Migration and International Dialogue TIG

By James Phillips

The Topical Interest Group on Migration (Migration and International Dialogue) of the Society for Applied Anthropology is concerned with the politicization of migrants, immigrants, and refugees, and the institutions that deal with migration. Politicization is a serious concern not only for applied anthropologists who engage in migration issues and situations, but also for the larger field of applied anthropology.

Politicization involves turning the migrant, the immigrant, the asylum seeker into a resource, an object, or a commodity to be used for political gain rather than a subject, a self-acting agent. Politicization ignores, trivializes, or uses the migrant’s own agenda to objectify the migrant and the act of migration for a political purpose. Politicization imposes definitions and identities on migrants, and may impute fictitious or distorted motives, characteristics, and powers to migrants.

Governments, NGOs, international organizations, social institutions, and even migrants themselves can engage in politicization. When migrants engage in politicization, it is often in response to the actions of governments or institutions that define migrants in certain ways. 

Politicization manipulates migrant identities and the age-old dualities of seeing the immigrant as either a victim or a threat, and immigration as either a matter of human rights and humanitarian concern or as a matter of geopolitical gain or loss.

Politicization is not a new phenomenon, but its character has changed somewhat in recent decades to the present. Although humans have always migrated, the rise of empires as sociopolitical entities and models of human organization has been, especially in modern times, a major source of migrations, voluntary and forced, and of the politicization of migration. Central to this process has been the othering of the migrant, achieved through regimes of racial differentiation, ethnic identity, class distinctions, health status, religion, gender, or the use of legal constructions such as citizenship. An array of both legitimate and fictional concerns have been employed to sort those considered worthy from those seen as unworthy. In particular, the criminalization of migrants (as lawbreakers) is a widespread tactic that often begins in the migrants homeland and continues through every successive step of the migrant’s journey.

The history of settler societies such as the United States has long harbored an array of fears, concerns, and prejudices that have fueled popular attitudes toward newly arriving immigrant groups, while also acknowledging the ideal of providing a hope or a refuge for those in danger or need—a contradictory set of attitudes and beliefs that has created a highly polarized context for modern immigration. The rise of the United States as an imperial power has also created conditions that have actually provoked periodic waves of emigration from various countries, especially in Latin America. European empires created similar situations in Africa, South and East Asia, and parts of the Caribbean. 

In recent decades, the world has seen a “colonization in reverse,” in which people from former colonies emigrate to the centers of empire seeking relief from oppressive conditions at home (underdevelopment, dependency, repression).

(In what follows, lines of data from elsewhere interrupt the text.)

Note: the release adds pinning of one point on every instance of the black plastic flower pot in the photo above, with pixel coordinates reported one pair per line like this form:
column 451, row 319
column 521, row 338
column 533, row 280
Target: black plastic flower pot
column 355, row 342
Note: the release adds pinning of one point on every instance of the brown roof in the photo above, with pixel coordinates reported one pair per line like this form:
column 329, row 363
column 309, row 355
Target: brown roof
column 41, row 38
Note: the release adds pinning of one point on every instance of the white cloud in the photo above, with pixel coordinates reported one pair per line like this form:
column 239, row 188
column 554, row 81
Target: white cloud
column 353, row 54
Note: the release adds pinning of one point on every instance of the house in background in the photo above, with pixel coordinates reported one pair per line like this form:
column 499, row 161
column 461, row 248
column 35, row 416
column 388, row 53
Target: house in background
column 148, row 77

Today, immigration policy in the United States and other countries is shaped by the investment needs of the corporate world and the labor market, by a foreign policy that rewards allies and punishes or embarrasses adversaries, and by national and personal political aspirations and needs. It is not shaped to any significant degree by strictly humanitarian concerns that would highlight the humanity of migrants and disregard or downplay other considerations. This gives rise to political policies that deeply affect immigration and asylum regimes. 

Labels such as “illegal” are broadly applied to rationalize what are often political purposes, with disregard for the legal status or humanity that inheres in those seeking asylum. Countries whose governments are implicated in corruption and serious violations of human rights are certified to receive foreign aid because they are deemed important political allies, even as emigration from these countries grows because of inhuman conditions. Conversely, economic sanctions regimes are applied to countries that are deemed adversaries, resulting in weakening economic conditions and massive emigration. These and other policies result in a “crisis at the border,” that becomes material for those seeking political power to wield as a weapon of fear and urgency, promising to solve this crisis by any means, including militarizing borders and ignoring or changing immigration laws and policies.

Reducing or eliminating the politicization of immigration is a complex and difficult task, but is much needed on humanitarian, legal, and ethical grounds. It is exactly the kind of task for which anthropology is suited. Since applied anthropologists who engage directly with immigrants or work in other parts of the immigration and asylum system must function within this context, they must also begin to engage openly and critically with the damaging problem of extreme politicization. How does a widespread and apparently intensifying context of politicization affect the daily work of applied anthropologists who research and/or engage with immigrant populations? What can applied anthropologists do together to mitigate or change such politicization? How can we begin to discuss, confer, and work together to confront this inhumane situation, both locally and systemically?

We share this as both a public critique and warning of the situation and an invitation to applied anthropologists and others to join together in condemning the ways in which the politicization of migration damages and creates misery, and in working to change this as we can.